Notice of Pre-AIA or AIA Status
The present application, filed on or after March 16, 2013, is being examined under the first inventor to file provisions of the AIA .
Information Disclosure Statement
The information disclosure statements (IDS) submitted on March 8, 2023 and April 11, 2024 are in compliance with the provisions of 37 CFR 1.97. Accordingly, the information disclosure statements are being considered by the examiner.
Specification
The disclosure is objected to because of the following informalities: Page 5, lines 24-25 reads "Then the first score corresponding to the first one of the prompt vectors is determined based om the difference, which is not limited in the disclosure" but should read “Then the first score corresponding to the first one of the prompt vectors is determined based on the difference, which is not limited in the disclosure.”
Appropriate correction is required.
Claim Rejections - 35 USC § 112(a)
The following is a quotation of the first paragraph of 35 U.S.C. 112(a):
(a) IN GENERAL.—The specification shall contain a written description of the invention, and of the manner and process of making and using it, in such full, clear, concise, and exact terms as to enable any person skilled in the art to which it pertains, or with which it is most nearly connected, to make and use the same, and shall set forth the best mode contemplated by the inventor or joint inventor of carrying out the invention.
The following is a quotation of the first paragraph of pre-AIA 35 U.S.C. 112:
The specification shall contain a written description of the invention, and of the manner and process of making and using it, in such full, clear, concise, and exact terms as to enable any person skilled in the art to which it pertains, or with which it is most nearly connected, to make and use the same, and shall set forth the best mode contemplated by the inventor of carrying out his invention.
Claims 1-20 are rejected under 35 U.S.C. 112(a) or 35 U.S.C. 112 (pre-AIA ), first paragraph, as failing to comply with the written description requirement.

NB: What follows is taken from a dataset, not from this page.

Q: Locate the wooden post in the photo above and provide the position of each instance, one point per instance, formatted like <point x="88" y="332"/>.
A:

The claim(s) contains subject matter which was not described in the specification in such a way as to reasonably convey to one skilled in the relevant art that the inventor or a joint inventor, or for applications subject to pre-AIA 35 U.S.C. 112, the inventor(s), at the time the application was filed, had possession of the claimed invention.
Regarding claims 1, 9 and 17, the second to last limitation reads “determining a second one of the prompt vectors by modifying, based on the first score, the first one of the prompt vectors.” The specification does not clearly teach how the second prompt vector is determined by modifying the first prompt vector in a way that would enable one of ordinary skill in the art to reproduce this method without undue experimentation as there is no clear teaching of how the first vector is being modified.
Additionally, the final limitation reads “based on the second one of the prompt vectors, returning to obtaining the first score until determining a target prompt vector corresponds to the sample data.” Returning to obtaining the first score based on the second one of the prompt vectors is not clearly described in the specification, one skilled in the art would not readily be able to reproduce this method as there is no clear teaching of what this basis entails in order to determine whether to return to obtaining the first score or not.
Claims 2-8, 10-16, and 18-20 are dependent on claims 1, 9, and 17 and are therefore rejected under the same rationale.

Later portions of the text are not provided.